AT&T said Monday it's forming a "strike force" to beat back robo-calls that interrupt your dinner and trick you into talking to prerecorded messages, in response to mounting complaints by consumers and public officials.

These robo-calls are illegal under federal law if you haven't opted in to receive them. Yet thousands of Americans a year are being hit with automated calls and texts against their will, officials say, sometimes simply because they've switched to a phone number that's already on some marketer's list. There's not much you can do to prevent yourself from getting robo-called, which is why regulators and lawmakers have been pressuring the industry to take action.

The strike force on robo-calls won't just involve AT&T, but also potentially other wireless carriers, cellphone manufacturers and software developers. Its objective? To come up with ways to make sure marketers and other robo-callers can't get around regulations and blacklists aimed at blocking those calls.

The big trick here is developing technology that can better identify when a call is coming from a suspect source before a consumer answers the phone. As part of the effort, AT&T said in a blog post that the strike force plans to craft a "Do Not Originate" list — which sounds a lot like a "Do Not Call" list that simply contains a list of numbers known to generate robo-calls. AT&T also vowed to embrace newer caller ID standards that could also help cut down on phone spam.

Although federal regulators last year cleared the way for carriers like AT&T to offer call-blocking services, in some cases those services charge a fee to consumers. That's not good enough, Tom Wheeler, the chairman of the Federal Communications Commission, said in a blog post last week.

"I have sent letters to the CEOs of major wireless and wireline phone companies calling on them to offer call-blocking services to their customers now — at no cost to you," Wheeler wrote. "Consumers want and deserve more control over the calls they receive."

The FCC receives thousands of consumer complaints about robo-calls every year.

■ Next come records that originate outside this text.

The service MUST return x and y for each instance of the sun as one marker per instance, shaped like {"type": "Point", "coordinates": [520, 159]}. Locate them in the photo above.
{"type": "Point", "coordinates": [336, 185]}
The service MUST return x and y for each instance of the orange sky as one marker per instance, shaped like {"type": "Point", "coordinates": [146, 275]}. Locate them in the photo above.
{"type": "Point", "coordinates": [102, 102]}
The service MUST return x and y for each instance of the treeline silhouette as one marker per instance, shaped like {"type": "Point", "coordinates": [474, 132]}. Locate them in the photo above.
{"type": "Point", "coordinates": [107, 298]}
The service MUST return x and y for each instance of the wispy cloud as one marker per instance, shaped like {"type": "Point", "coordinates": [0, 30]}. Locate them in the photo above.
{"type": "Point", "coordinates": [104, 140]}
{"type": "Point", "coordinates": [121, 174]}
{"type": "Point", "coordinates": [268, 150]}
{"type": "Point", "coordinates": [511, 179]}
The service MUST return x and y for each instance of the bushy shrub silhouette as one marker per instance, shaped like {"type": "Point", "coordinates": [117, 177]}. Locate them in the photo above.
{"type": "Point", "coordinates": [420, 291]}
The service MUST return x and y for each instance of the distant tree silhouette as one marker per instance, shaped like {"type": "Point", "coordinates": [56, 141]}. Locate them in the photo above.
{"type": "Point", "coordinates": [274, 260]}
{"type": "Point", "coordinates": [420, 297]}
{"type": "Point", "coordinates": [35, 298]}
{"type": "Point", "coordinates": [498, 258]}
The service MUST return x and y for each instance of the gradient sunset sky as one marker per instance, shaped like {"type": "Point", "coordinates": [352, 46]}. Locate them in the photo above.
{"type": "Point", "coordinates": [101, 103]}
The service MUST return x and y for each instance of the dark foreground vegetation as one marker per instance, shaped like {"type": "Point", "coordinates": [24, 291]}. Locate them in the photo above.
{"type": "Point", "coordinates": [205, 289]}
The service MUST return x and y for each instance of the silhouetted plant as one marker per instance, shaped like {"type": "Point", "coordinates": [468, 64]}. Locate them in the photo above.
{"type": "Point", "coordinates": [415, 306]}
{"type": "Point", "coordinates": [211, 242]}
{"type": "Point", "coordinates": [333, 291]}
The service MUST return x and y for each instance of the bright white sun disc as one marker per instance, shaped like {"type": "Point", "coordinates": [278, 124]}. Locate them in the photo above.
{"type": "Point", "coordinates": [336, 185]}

The issue accounts for the largest category of FCC complaints, and the agency now publishes data on every public complaint it receives about robo-calls to name and shame the callers. But even a quick look at the data shows it's not easy to track down the true origins of a particular robo-call.

Other high-profile officials have been putting pressure on telecom companies to up their game, too. Earlier this month, Sens. John Thune (R-S.D.) and Edward J. Markey (D-Mass.) urged carriers to do more to fight automated calls and texts by setting up a database that tracks reassigned numbers. Keeping track of when a number has been transferred to another customer would help prevent unwitting new customers from being ambushed by robo-calls that the previous user of the phone number had opted in to receive, the senators said.